The commission said the 10 units identified in the investigation were split among three facilities in PJM: Pleasants Power Station in West Virginia; Armstrong Power Station in Pennsylvania; and Troy Energy Facility in Ohio.

FERC said during PJM’s capacity auctions for the 2016/17 and 2017/18 delivery years, the previous owner of the units offered and cleared capacity “at a level that would require the units to run on oil” to meet their ICAP during a capacity test, with Dynegy inheriting an “oil-based” ICAP for each unit for both delivery years when they were acquired.

“However, these units were unlikely to be able to reach their oil-based ICAP when the units were already running on gas on summer days in 2017 consistent with the ramp rate that Dynegy entered for these units’ real-time offers,” FERC said.

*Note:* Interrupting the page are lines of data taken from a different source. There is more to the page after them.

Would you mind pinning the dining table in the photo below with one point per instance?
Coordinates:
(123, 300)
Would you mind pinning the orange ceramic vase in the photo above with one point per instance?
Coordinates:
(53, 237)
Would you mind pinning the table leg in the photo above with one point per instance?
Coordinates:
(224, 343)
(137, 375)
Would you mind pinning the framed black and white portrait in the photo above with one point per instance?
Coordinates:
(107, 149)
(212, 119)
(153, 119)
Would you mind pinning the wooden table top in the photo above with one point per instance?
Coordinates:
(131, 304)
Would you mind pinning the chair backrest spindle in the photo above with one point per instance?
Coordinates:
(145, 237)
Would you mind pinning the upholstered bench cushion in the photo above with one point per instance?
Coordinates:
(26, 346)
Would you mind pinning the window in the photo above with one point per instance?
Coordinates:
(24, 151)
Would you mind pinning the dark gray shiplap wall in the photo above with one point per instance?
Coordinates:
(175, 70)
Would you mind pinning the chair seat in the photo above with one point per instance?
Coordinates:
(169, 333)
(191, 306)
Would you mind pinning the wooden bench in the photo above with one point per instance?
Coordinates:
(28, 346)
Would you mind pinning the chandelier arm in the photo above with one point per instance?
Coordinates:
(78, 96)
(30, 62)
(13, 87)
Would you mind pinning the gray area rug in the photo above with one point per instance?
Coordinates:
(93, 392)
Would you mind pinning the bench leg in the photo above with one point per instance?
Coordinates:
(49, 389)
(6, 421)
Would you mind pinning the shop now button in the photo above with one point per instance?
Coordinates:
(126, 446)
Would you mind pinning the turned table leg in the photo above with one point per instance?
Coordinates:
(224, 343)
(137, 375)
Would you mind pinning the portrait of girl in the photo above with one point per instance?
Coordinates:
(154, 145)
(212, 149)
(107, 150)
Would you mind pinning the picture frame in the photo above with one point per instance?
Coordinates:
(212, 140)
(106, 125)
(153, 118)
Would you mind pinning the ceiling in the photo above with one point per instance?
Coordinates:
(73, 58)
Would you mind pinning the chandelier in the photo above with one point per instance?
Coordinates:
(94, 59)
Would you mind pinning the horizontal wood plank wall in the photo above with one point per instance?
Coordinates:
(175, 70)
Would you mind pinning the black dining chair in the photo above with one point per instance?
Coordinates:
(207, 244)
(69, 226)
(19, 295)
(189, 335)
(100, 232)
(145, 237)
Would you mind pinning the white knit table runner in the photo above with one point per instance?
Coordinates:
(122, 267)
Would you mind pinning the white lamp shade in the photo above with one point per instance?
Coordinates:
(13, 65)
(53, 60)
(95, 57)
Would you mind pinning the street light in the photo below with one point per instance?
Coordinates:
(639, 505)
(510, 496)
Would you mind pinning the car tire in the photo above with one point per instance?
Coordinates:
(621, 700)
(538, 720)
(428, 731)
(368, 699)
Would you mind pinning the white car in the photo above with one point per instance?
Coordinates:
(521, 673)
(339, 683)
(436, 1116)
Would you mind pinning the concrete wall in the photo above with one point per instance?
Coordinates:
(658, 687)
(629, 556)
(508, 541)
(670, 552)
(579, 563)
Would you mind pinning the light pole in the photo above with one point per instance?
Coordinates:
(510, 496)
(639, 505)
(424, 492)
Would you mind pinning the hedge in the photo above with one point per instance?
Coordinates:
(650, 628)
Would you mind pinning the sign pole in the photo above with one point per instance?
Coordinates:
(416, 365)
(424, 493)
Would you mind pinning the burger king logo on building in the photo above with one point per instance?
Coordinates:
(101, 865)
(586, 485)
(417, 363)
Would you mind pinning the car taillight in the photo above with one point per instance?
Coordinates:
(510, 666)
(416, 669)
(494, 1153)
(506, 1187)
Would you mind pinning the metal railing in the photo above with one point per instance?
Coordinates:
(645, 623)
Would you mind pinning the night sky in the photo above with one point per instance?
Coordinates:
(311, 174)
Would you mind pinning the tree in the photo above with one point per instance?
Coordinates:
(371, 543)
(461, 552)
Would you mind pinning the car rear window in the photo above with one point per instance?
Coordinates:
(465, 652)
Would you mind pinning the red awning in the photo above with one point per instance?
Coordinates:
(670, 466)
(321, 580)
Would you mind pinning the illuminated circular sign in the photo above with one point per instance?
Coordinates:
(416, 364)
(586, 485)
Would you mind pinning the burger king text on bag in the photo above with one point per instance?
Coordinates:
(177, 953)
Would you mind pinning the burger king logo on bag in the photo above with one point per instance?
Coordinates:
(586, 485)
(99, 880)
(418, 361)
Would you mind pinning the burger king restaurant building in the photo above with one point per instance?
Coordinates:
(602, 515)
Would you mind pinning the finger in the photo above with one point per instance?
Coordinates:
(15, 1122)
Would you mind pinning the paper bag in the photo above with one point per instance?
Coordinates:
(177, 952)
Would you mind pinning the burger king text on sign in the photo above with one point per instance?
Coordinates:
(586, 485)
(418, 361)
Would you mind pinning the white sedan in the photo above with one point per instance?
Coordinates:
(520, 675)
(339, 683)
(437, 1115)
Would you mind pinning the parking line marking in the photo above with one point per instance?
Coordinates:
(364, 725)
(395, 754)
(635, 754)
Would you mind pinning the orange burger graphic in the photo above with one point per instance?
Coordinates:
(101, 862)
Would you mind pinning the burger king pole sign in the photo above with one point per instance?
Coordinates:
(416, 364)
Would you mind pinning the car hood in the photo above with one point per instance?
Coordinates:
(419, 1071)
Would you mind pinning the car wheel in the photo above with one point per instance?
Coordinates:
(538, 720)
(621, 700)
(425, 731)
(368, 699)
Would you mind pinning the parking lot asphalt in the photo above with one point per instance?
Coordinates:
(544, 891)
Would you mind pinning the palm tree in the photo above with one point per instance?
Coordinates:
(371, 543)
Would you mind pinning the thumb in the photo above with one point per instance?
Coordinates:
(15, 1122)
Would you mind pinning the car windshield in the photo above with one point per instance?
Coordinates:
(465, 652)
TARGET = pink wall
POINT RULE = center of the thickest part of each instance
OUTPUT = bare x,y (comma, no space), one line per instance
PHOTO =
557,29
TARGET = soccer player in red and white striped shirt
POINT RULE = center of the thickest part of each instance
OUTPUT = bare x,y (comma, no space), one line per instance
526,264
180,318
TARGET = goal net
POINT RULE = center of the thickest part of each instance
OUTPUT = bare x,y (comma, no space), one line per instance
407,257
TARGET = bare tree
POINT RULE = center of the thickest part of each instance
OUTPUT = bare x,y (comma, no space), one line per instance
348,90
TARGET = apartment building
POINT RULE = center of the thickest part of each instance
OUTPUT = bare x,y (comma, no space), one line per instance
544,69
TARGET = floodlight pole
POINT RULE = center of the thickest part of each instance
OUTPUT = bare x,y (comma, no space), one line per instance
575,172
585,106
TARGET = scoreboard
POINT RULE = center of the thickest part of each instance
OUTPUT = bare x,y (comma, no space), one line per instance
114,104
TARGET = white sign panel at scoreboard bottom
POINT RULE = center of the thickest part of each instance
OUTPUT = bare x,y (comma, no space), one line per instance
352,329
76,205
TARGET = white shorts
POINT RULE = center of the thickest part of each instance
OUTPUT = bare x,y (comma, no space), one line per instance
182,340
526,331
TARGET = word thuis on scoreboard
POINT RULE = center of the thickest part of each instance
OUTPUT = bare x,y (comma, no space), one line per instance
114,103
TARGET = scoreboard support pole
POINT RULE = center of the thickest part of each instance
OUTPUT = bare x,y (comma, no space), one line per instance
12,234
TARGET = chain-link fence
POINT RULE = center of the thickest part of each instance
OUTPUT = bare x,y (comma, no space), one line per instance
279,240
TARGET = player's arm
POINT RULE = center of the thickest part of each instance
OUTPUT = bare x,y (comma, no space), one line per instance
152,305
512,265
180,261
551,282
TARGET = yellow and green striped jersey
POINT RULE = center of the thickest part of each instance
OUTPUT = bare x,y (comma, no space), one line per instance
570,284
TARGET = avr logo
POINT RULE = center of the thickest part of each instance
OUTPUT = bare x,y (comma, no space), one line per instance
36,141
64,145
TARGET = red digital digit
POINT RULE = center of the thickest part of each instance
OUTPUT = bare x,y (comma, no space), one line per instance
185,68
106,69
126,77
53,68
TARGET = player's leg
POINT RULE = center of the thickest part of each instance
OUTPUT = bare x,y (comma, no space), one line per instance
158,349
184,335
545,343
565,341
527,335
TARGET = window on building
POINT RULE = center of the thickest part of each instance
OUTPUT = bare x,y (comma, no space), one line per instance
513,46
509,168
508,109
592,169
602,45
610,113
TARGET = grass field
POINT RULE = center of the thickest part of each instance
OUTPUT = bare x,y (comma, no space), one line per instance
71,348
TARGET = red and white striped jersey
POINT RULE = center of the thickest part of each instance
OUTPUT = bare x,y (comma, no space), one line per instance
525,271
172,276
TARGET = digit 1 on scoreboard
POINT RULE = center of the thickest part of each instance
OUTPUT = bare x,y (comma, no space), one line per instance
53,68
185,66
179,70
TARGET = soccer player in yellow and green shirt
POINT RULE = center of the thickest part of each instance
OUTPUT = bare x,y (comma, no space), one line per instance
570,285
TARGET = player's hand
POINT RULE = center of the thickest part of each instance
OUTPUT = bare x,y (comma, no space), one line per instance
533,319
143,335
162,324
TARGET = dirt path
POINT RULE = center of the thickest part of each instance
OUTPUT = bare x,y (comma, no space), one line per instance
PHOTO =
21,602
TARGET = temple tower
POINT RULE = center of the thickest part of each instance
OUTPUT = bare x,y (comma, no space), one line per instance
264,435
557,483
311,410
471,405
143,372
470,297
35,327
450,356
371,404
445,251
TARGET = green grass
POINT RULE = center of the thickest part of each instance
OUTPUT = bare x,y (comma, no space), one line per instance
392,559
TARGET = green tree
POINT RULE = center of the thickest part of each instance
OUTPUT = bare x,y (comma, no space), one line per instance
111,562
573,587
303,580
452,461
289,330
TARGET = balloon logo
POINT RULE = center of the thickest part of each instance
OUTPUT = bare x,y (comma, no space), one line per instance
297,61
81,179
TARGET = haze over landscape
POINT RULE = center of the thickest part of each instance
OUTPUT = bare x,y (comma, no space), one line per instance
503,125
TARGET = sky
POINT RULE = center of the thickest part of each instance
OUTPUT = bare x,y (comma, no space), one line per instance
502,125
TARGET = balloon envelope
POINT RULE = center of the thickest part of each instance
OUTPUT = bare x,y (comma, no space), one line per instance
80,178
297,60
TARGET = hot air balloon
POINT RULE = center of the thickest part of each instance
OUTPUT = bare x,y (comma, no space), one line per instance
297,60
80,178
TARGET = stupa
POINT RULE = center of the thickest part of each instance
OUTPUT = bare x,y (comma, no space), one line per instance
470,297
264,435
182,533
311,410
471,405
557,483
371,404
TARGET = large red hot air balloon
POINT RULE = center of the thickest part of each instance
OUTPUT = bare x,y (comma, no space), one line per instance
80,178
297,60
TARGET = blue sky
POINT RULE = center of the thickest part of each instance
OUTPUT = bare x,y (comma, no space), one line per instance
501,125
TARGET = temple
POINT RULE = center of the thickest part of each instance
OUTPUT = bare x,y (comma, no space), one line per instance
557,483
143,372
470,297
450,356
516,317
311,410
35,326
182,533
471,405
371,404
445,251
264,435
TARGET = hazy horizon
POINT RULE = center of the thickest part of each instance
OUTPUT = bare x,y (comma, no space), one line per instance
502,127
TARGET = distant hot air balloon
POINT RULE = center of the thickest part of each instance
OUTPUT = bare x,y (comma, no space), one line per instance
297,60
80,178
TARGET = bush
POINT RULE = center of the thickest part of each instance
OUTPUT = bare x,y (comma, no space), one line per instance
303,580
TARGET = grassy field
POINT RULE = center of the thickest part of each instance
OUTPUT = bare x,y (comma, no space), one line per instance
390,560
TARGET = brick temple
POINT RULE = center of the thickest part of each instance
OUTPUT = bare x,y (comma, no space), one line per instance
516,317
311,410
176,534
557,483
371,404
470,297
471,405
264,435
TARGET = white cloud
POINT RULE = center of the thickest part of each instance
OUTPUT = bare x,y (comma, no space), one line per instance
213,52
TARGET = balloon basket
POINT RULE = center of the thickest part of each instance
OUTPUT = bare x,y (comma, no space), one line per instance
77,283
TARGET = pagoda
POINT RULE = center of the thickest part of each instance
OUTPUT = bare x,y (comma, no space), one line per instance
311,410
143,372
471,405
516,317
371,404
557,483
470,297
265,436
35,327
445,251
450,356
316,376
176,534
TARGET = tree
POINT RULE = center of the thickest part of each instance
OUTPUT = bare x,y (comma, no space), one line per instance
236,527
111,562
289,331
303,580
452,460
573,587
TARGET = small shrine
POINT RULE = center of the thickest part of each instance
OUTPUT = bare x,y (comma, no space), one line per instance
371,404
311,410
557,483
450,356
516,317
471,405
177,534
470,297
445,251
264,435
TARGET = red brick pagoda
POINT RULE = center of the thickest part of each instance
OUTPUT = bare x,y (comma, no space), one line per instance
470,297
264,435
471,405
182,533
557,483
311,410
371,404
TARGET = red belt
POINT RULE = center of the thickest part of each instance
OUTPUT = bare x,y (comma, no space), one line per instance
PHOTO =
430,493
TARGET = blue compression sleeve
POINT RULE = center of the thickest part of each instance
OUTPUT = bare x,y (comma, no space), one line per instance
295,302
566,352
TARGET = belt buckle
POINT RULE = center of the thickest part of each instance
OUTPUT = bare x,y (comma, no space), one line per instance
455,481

In the summer of 2017, Dynegy’s real-time offers represented that the units could attain oil-based ICAP “in less than a minute if dispatched from a unit’s maximum output on gas that day to the higher oil-based ICAP.”

FERC said for the units to achieve maximum output after starting on gas in the summer months, they would “likely have to switch to oil” by ramping down to about 20 MW and then ramping back up after the fuel changeover was completed. The process would take about 28 minutes to go from the unit’s daily maximum output on gas to the oil-based ICAP.

The investigation found the real-time offers “misrepresented the ramping rate for the segment of the real-time offer curve that could only be reached on oil” and that Dynegy submitted “false or misleading information” to PJM that the units could ramp upward to the oil-based ICAP in one minute.

Dynegy calculated each combined cycle’s maximum generation using a formula incorporating the next day’s forecasted ambient conditions under both gas and oil, the commission said, and the calculations were used to determine the unit’s day-ahead and real-time offer curves and economic maximum for the day.

“In the summer months of 2017, the oil-based ICAPs were generally too far above the daily predicted gas max for Dynegy to reasonably expect that the units could reach their oil-based ICAP on gas alone,” FERC said.

Dynegy sold the Troy and Armstrong facilities in July 2017 to LS Power. Vistra (NYSE:VST) acquired Dynegy, including the Pleasants units, in April 2018.